The city of Santa Fe, New Mexico–nestled against
the treeline in the cool, dry foothills of the Sangre de
Cristo Mountains–just has to be one of the best
places in this country to make use of solar energy.
Blessed with abundant sunshine–and a relatively low
latitude of 36 degrees–the capital of the “Land of
Enchantment” also has a real need for heating.

You see, although most people think of New Mexico as warm
desert country, Santa Fe–which is perched just at
the 7,000-foot line–is actually slightly cooler (on
an average) than Denver, Colorado! While Santa Feans
seldom have to suffer through more than a few consecutive
days of subfreezing daytime highs, the mercury does
plummet below zero on some winter evenings, and the
town’s average annual snowfall is over three feet.

In fact, in heating energy terminology, Santa Fe has
almost 6,000 heating degree days. (This figure represents
the total number of degrees that the mean temperature
falls below 65°F during the year.) For comparison,
Denver averages about 5,700 heating degree days, and New
York nets approximately 5,250. And–just as an
extreme example–Edmonton, Alberta rings in at
almost 11,700 degree days.

It’s not too surprising, then, that the hillsides above
the quaint old historical New Mexican community (it was
established around 1610) are dotted with adobe homes
equipped with a wide range of solar heating equipment.
And one of the most attractive (and successful) examples
of this combination of new-age technology and age-old
earthen home construction methods belongs to Douglas and
Sara Balcomb.

We are fortunate enough to have detailed performance records for their solar adobe home, because both
Balcombs are intensely involved in solar energy. In fact,
Dr. Balcomb–who currently works in passive solar
energy research at Sandia Laboratories–has
published information on his family home in a Department
of Energy pamphlet entitled Passive Solar Buildings: A
Compilation of Data and Results (SAND 77-1204 [Revised]).
And Sara–who is vice-chairperson of the New Mexico
Solar Energy Association–takes part in the
preparation of a regular solar newsletter and various
sun-energy teaching aids (such as slide shows).

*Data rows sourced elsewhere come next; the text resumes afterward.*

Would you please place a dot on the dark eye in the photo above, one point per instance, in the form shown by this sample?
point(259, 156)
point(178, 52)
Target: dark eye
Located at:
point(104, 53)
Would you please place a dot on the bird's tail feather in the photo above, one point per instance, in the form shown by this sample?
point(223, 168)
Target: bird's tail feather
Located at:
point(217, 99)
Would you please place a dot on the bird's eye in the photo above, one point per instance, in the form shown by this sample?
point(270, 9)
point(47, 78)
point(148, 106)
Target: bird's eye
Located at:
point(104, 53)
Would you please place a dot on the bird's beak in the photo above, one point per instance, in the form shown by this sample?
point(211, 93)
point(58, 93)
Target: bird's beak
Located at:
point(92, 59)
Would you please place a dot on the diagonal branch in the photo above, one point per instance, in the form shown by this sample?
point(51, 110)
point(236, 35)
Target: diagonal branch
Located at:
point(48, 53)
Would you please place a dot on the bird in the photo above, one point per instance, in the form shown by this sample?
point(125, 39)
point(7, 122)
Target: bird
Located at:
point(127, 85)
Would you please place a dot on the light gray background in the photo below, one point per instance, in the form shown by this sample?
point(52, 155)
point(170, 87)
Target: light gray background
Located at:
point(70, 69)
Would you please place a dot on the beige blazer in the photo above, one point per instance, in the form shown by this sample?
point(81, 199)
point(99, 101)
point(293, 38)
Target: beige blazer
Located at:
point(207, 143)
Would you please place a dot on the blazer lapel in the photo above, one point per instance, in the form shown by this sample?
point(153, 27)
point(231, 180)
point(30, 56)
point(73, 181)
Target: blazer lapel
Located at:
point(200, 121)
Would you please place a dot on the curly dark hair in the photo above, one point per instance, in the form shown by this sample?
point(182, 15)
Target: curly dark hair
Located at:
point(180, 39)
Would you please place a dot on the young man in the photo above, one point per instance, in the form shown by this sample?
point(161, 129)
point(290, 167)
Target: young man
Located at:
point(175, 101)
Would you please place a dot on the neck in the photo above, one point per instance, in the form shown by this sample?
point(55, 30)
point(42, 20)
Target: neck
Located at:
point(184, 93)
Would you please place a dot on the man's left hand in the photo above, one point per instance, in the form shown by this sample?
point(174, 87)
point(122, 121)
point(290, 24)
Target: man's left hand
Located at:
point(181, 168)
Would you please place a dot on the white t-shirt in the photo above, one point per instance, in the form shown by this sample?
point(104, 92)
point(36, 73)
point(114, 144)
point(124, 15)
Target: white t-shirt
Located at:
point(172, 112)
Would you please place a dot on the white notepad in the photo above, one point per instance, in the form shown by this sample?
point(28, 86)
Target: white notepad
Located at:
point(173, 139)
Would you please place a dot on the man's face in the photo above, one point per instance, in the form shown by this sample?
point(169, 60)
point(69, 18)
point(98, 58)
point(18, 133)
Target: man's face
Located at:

The Balcomb home is known as Unit One, because it was the
original dwelling in a planned environmental community
called First Village. Architect William
Lumpkins–with solar engineers/ designers/builders
Susan and Wayne Nichols–chose to blend a selection
of solar techniques (many of which were pioneered by
solar innovator Hal Miguel and used in his own Tusuque,
New Mexico residence) rather than invest all their
capital and energy in one system.

The resulting hybrid solar design consists of a
greenhouse, a thermal mass wall, and two rock heat
storage beds equipped with fans. This solar collecting
system is not only fully integrated into the building’s
design (and thus made attractive), it really works: In
the high-energy-demand New Mexico highlands environment,
Unit One is 80% solar heated to a minimum temperature of
65°F. So, with 4/5 of the warmup” duties handled by
ol’ Sol, the Balcombs’ backup electric heaters consume an
average of only 850 KWH per year or roughly $48 (at
the current power rate in New Mexico). Many folks would
be overjoyed to spend that little on heat in one month!

The Greenhouse Effect

Over 80% of Unit One’s solar-collected warmth enters
passively through the 409 square feet of double-pane
thermal glass which forms the greenhouse. The L-shaped
house is entirely faced–along its southern
exposure–by this solarium. Two-thirds of the glass
(that is, 16 of the standard patio-size 32″ X 76″ glass
panels) is angled at 60 degrees to throw sunlight on an
adobe wall which separates the greenhouse from the living
area. The other eight double-glazed panes stand
vertically at ground level, and the center two
can be opened to provide ventilation.

The earthen wall, which tapers from a 14″ thickness
at its base to 10″ at its peak some 20 feet above the
floor level, is the primary storage and transfer
system for Unit One’s solar heating. By noon on a chilly
winter day, the surface temperature of the wall will
climb to as high as 110°F. Then slowly over the
course of the next 10 hours, that heat works its way
through the earth-brick barrier. By 10:00 p.m. the inside
of the wall reaches about 80°F, which will keep the
living area warm through the remainder of the night. By
morning, however, most of the heat is dissipated, leaving the adobe ready to temper the living area through
the day (when–even in the winter–the home’s
interior would otherwise warm rapidly). This slow
transfer of the heat of the sun is what solar engineers
call indirect gain.

But there is a direct gain element in the passive system,
too. The air in the greenhouse is also sun-heated. This warm, moist
(and oxygenated by the plants) air can be introduced into
the upstairs and downstairs by simply opening doors into
those areas. Thus the Balcomb home is not only solar
heated, but also has its own air filtration and
humidification system. As Sara says, “It’s a natural
warmth. Many of the standard discomforts usually
associated with winter are now things of the past: Cold
feet, static electricity, dry skin, morning sore throat–they’ve all disappeared.”

Storing the Excess

The majority of Unit One’s solar-heating methods are
totally passive, requiring no controls, no fuel, and no
maintenance. But had the homes planners stopped at that
point, much of the incoming energy would have been
wasted. The fact is that–even on winter
days–the greenhouse frequently draws in more energy
than can be transmitted through the wall. That’s
where Unit One’s active solar system comes into play.
Rather than just vent this excess heat to the outside,
the modem adobe’s designers added a storage system.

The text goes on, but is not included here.